Anne Pedersen graduated from Kolding’s Department of Visual
Communication in 1994 and scored a resounding success the following year with
her first book, Hr. Flugt går under
jorden (Mr. Getaway Goes Underground), which she also wrote. Even before its
publication in Denmark, in
the spring of 1995, Pedersen’s book had been presented at the Bologna
Children’s Book Fair by Danish publisher Ejnar Agertoft, and the rights sold to
a number of different countries. Later
that same year Anne Pedersen was awarded the Danish Ministry of Culture’s
Illustrator’s Prize for this same book – the first newcomer ever to be so
honoured. And deservedly so: Pedersen’s
first book is quite unique, both visually and textually, and astonishingly
mature. The book takes the form of a
gently satirical, topsy-turvy fantasy of freedom, in which, after a bungled
bank robbery, Mr. Getaway tries to dig his way out of Tremmerup Prison, only,
instead, to find himself embarking on a hilarious underground journey through
history. Among the people he meets are
a caveman, two card-playing Egyptian skeletons, a grape-tramping wine-grower
and the Devil himself. The journey ends
where it began, back at the prison, where - in a conclusion worthy of Denmark’s
own Hans Scherfig - a weary Mr. Getaway is seen sitting alongside another bank
robber, smiling happily and savouring the safety and comfort of prison, with no
more plans to escape.
So much for the
story. As to the pictures: in this, her
first book, Anne Pedersen employed a mixed media, each spread first being
covered with a layer of acrylic paint blended with black Indian ink and white
acrylic, which was then rubbed with a cloth to produce a grainy, earthy effect.

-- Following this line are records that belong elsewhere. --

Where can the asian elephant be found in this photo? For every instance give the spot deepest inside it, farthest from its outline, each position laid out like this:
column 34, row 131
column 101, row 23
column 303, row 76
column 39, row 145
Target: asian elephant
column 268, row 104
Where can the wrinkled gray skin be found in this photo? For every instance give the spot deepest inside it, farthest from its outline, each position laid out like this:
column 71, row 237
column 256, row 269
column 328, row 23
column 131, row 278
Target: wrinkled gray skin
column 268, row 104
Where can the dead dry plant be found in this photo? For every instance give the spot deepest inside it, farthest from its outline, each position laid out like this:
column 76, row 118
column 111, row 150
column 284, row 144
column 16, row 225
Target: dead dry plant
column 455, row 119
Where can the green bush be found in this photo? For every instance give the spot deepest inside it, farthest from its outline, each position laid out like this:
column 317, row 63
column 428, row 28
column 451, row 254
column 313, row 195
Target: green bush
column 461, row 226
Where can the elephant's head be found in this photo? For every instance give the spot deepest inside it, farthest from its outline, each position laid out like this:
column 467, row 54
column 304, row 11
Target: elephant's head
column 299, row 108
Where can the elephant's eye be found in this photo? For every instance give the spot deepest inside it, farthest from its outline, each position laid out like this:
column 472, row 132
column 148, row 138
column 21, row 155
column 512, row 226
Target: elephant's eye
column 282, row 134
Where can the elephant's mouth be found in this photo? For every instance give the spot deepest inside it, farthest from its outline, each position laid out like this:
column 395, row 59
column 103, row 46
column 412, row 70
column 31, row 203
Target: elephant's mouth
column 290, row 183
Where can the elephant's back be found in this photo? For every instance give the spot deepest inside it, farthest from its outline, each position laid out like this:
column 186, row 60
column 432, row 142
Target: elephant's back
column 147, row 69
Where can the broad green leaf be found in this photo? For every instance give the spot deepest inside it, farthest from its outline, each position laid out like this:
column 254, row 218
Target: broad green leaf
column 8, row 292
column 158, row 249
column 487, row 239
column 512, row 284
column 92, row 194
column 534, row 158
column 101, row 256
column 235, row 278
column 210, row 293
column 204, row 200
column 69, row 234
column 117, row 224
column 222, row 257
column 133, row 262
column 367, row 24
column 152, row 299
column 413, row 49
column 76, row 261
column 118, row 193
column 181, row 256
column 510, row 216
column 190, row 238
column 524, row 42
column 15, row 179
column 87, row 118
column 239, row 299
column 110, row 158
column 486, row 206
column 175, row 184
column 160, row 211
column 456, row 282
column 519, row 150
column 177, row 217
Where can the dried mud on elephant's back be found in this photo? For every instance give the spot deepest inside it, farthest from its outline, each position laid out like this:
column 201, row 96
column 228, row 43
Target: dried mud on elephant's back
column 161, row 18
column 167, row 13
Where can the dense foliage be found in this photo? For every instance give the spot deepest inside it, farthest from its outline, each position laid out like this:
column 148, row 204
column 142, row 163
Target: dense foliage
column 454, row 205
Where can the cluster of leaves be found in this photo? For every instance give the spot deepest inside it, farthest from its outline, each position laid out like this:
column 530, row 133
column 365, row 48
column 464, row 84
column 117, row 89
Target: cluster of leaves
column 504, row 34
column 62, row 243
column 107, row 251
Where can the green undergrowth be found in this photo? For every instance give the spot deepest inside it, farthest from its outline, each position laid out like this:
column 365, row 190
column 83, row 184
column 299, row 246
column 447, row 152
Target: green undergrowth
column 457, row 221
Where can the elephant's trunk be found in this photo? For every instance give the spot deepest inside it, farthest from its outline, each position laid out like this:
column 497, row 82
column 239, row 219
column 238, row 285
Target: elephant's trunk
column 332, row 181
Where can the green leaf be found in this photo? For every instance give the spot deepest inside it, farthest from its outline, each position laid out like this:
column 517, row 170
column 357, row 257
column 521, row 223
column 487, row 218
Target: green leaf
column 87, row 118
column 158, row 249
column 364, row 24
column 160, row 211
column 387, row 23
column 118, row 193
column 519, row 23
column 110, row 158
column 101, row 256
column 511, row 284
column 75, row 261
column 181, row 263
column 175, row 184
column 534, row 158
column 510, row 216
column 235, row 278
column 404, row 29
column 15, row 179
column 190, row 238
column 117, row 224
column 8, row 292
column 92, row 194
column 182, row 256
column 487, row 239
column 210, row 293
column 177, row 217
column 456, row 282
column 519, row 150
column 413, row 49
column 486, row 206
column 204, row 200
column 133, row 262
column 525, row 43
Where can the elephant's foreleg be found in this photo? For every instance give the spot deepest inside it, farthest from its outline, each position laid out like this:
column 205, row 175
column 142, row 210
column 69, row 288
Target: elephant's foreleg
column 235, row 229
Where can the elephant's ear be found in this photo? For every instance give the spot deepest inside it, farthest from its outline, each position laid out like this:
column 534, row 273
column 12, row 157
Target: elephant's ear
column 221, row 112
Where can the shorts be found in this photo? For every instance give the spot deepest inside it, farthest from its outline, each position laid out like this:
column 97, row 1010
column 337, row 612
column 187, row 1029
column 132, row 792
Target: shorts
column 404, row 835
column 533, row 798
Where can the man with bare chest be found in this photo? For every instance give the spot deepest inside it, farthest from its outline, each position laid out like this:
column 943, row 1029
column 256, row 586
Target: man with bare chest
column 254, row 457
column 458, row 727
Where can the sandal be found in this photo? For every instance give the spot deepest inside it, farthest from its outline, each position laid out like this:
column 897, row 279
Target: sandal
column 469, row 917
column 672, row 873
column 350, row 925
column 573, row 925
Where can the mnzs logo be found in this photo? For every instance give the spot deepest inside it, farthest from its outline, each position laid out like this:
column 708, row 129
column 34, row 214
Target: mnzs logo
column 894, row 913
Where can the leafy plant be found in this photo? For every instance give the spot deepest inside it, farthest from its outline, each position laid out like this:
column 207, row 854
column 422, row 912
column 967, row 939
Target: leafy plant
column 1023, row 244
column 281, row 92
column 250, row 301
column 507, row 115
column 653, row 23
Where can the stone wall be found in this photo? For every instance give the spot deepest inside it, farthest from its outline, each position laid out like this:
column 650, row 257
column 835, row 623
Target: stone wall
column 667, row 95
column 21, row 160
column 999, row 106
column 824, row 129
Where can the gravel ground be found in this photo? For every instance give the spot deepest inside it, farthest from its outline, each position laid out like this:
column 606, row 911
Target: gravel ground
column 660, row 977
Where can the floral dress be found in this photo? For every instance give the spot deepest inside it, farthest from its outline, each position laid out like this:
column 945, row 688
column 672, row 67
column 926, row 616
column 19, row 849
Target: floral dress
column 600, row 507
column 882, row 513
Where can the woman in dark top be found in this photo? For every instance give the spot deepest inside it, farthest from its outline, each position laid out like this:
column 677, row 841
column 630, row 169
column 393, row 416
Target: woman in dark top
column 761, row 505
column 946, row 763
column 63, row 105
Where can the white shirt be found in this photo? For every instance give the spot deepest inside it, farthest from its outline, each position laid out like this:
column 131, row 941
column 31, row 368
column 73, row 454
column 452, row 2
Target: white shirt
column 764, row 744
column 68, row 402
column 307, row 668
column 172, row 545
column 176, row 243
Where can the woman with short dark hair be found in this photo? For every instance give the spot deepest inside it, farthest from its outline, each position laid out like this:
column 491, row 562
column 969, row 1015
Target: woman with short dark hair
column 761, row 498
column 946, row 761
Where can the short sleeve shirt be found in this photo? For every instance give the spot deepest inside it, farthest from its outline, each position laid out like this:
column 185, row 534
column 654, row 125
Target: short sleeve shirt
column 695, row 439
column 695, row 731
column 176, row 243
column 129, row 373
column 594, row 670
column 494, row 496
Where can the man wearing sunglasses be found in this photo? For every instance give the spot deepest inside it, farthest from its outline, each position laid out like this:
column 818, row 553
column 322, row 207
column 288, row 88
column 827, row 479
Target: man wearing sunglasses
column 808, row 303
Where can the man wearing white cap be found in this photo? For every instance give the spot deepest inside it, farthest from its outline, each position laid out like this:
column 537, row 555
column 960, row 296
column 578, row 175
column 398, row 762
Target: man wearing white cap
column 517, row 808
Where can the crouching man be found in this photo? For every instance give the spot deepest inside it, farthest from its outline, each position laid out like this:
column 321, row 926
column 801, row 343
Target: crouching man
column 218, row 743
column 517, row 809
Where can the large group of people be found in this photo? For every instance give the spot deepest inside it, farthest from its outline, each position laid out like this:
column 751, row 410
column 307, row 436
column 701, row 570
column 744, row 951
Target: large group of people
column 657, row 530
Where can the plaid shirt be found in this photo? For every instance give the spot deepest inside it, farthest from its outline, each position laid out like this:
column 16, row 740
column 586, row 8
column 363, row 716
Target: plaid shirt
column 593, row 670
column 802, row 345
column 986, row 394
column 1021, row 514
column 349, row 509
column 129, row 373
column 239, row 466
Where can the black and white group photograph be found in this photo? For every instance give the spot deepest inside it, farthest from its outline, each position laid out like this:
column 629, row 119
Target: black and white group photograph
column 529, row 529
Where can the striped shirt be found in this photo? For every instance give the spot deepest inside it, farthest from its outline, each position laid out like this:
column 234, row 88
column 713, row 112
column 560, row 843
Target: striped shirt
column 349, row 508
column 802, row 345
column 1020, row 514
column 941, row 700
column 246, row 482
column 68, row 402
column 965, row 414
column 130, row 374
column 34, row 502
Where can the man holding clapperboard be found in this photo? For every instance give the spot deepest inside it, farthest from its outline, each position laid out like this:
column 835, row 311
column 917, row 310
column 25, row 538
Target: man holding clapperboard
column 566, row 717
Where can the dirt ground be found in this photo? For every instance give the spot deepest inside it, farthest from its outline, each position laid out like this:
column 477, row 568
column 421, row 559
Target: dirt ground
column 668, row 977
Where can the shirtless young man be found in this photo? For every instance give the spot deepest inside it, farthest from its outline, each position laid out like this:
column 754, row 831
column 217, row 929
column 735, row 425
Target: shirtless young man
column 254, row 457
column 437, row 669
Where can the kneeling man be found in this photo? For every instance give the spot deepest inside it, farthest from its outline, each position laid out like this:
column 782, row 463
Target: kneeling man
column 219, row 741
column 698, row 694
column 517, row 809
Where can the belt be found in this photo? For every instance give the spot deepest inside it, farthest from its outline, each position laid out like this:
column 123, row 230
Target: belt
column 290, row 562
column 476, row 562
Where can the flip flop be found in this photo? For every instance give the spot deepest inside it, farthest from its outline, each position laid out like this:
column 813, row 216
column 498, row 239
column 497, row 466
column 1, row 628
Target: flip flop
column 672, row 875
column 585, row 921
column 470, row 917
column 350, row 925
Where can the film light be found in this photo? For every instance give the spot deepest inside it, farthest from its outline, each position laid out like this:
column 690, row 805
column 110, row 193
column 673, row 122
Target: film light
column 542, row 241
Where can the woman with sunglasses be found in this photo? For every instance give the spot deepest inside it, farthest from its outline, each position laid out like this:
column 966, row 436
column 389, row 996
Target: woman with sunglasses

This has then been overlaid with patterns and delicate blocks of colour, using
pencils and acrylics. The resulting
contrast creates a striking effect that is followed through in the drawing of
the figures, with the rounded, fantastical humour offset by the wry, angular
features of the characters. This same
wry, oblique body language, one of the hallmarks of Pedersen’s early work, is
found in the illustrations for the alphabet book Tungebrækkerbetet
(Tongue-Twister-bet), published in 1996. That year also saw the publication of
Abu Kassims Tøfler (Abu Kassim’s
Slippers), written by Einar Agertoft and based on an old Arabian folk tale
about a miserly merchant, Abu Kassim, and his fondness for a pair of smelly old
slippers. Anne Pedersen drew
inspiration for the illustrations from a trip to Tunisia which has borne
exquisite fruit, both in the book’s recurring decorative motif and the richly detailed Oriental market scenes which, with their
constant shifts in perspective, provide an effective foil for the grotesquely
witty figure drawing and the melodramatic plot. The overall impression is one of
both strict control and quirky
abandon, produced with a palette much wider in range than in her first book.
In 1999 came Róbot (Robot),
in which, for the second time, Anne Pedersen provided both words and
pictures. Here we have a rather
old-fashioned, tragi-comic tale of a lonesome robot who turns a pile of spare
parts into what he believes will be the perfect lady robot. She, however, promptly
runs away with a dashing
sports-car, whereupon our broken-hearted hero goes to pieces and is thrown on
the scrapheap. Here, at last, he finds
a wife with a ”true spark-plug heart”. The penchant for piping, nuts, bolts and
cogs first encountered in Mr. Getaway Goes Underground is brought
to full fruition in this robot tale which, with its more serious tone and
softer colours presents us with another, more contemplative side of Anne
Pedersen’s work.
With its growing artistic maturity, Anne Pedersen’s illustrative work
to date has earned her a distinguished place among the ranks of those young
illustrators who have experimented with and expanded upon the art of the Danish
picture book, in an extension of the breakaway movement of the mid-1990s which
laid the foundations for the new Golden Age of Danish picture books.
In 2002 Anne Pedersen published the book Hr. Flugt går i Luften (Mr. Getaway Takes Off) continuing the story about Mr. Getaway from her debut book.